Pros/Cons of recoding ordinal/nominal variables to target mean for logistic regression?

Question

Say I have an independent variable with the following relationship to the binary dependent variable, DV:

 ___________________________________________________________________________
|verx_s                          |  # Recs |    % Recs   |  # DV   | DV Rt  |
|________________________________|_________|_____________|_________|________|
|0                               |   75,700|      6.4467%|      941| 1.243% |
|1                               |  277,129|     23.6009%|    1,471| .5308% |
|2                               |   51,662|      4.3996%|      219| .4239% |
|3                               |  769,737|     65.5526%|    2,269| .2948% |
|All                             |1,174,228|    100.0000%|    4,900| .4173% |
|________________________________|_________|_____________|_________|________|

It's common practice at my company to recode the values of verx_s to the value of DV Rt and treat it as a continuous variable when modeling logistic regression. Confidence intervals are not important. All we care about is whether the model validations on an out-of-time sample. Is there anything inherently wrong with taking this shortcut?

It should also be mentioned that in most cases the independent variable is crafted in such a way that it makes intuitive sense to our customers. Therefore the ordering of the target mean is important. Hence, why we can't use simple dummy vars.

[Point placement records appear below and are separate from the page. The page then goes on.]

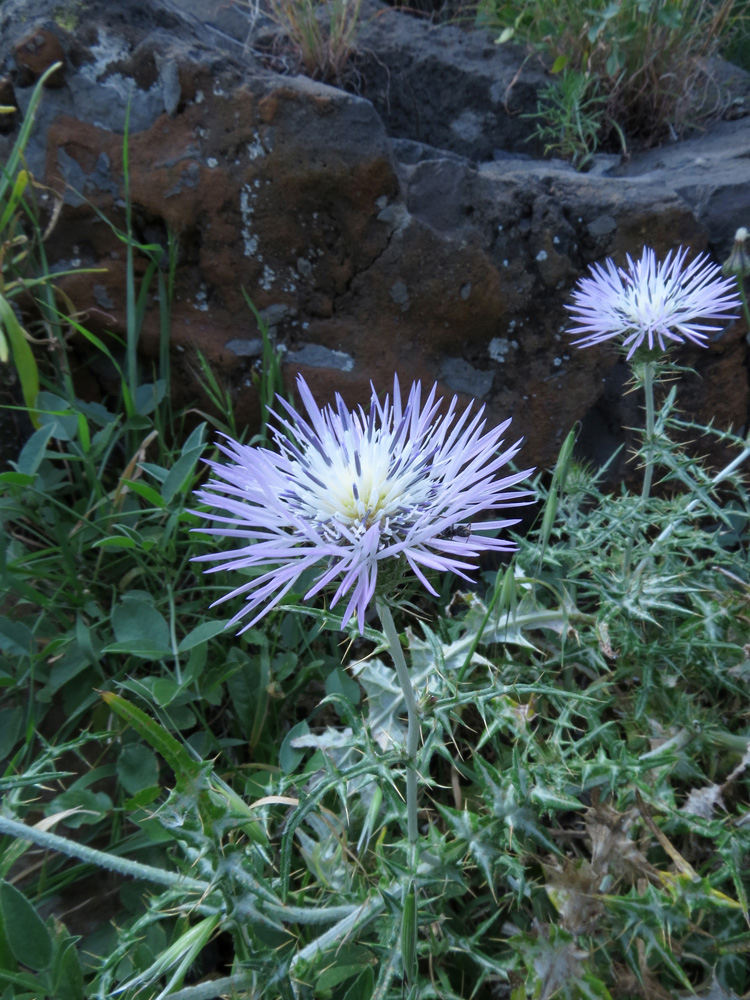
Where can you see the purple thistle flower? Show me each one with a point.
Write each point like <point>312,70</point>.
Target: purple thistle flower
<point>356,489</point>
<point>648,302</point>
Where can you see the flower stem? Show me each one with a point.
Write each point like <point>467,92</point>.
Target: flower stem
<point>743,297</point>
<point>648,389</point>
<point>412,714</point>
<point>52,842</point>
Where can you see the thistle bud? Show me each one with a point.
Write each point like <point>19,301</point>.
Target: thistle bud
<point>738,262</point>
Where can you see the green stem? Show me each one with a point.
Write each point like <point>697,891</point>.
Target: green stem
<point>670,528</point>
<point>51,842</point>
<point>229,985</point>
<point>648,389</point>
<point>412,714</point>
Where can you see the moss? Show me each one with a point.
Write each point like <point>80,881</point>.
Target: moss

I don't understand. If DVRt is the dependent variable and verx_s is the independent variable, then you don't need logistic regression. But you can't recode your IV to match your DV! That would make no sense. It would help to provide context here. What are these variables? What are you trying to do? — Peter Flom, Apr 09 '13 at 21:33
My apologies, DV is the dependent variable. It is a 1,0 field and DV Rt is the mean of DV in each bucket of verx_s. Verx_s is a candidate variable for the logistic regression model and it is ordinal. I am trying to predict a binary response. — Zelazny7, Apr 09 '13 at 21:43
Kneejerk reactions (in order of importance): (1) It seems fishy to let the IV coding be so intimately tangled with the DV - danger of overfit. (2) You say the ordering of the IV is important, but your method can re-order its categories by the average value of the DV in each. (3) No account's taken of other IVs or the intercept - wouldn't recoding as odds be more sensible for a logistic link? — Scortchi - Reinstate Monica, Apr 09 '13 at 22:19
Thanks for your questions, the `verx_s` variable is the result of several crossings and interactions with other fields. It is a compound attribute that has been created in an intuitive manner (for the consumer credit risk world). The relationship HAS to be monotonic for legal reasons. A person has a right to know why they are denied credit, for example, and the monotonic relationship supports that kind of disclosure. Your point about recoding as odds is one I've brought up to my colleagues. The pros/cons of such choices is what I'm interested in from a theoretical perspective. THanks! — Zelazny7, Apr 09 '13 at 23:36

score 4 · Accepted Answer · answered Apr 10 '13 at 07:55

If I understand you correctly you are assigning values to categories of your explanatory/independent/right-hand-side/x variable based on average values of your explained/dependent/left-hand-side/y variable. I suspect that the purpose of that excercise is to assign values to the categories of verx_s such that the linear effect of the resulting variable in your model is (close to) maximal. If that is the case then what you are looking for is a sheaf coefficient (Heise 1972). However, for one categorical or ordinal variable this just boils down to a different way of presenting your results when you added your variable to the model as a set of indicator (dummy) variables. If all you care about is out of sample predictions, then the easiest way to achieve your goal is to just add verx_s as a set of indicator variables.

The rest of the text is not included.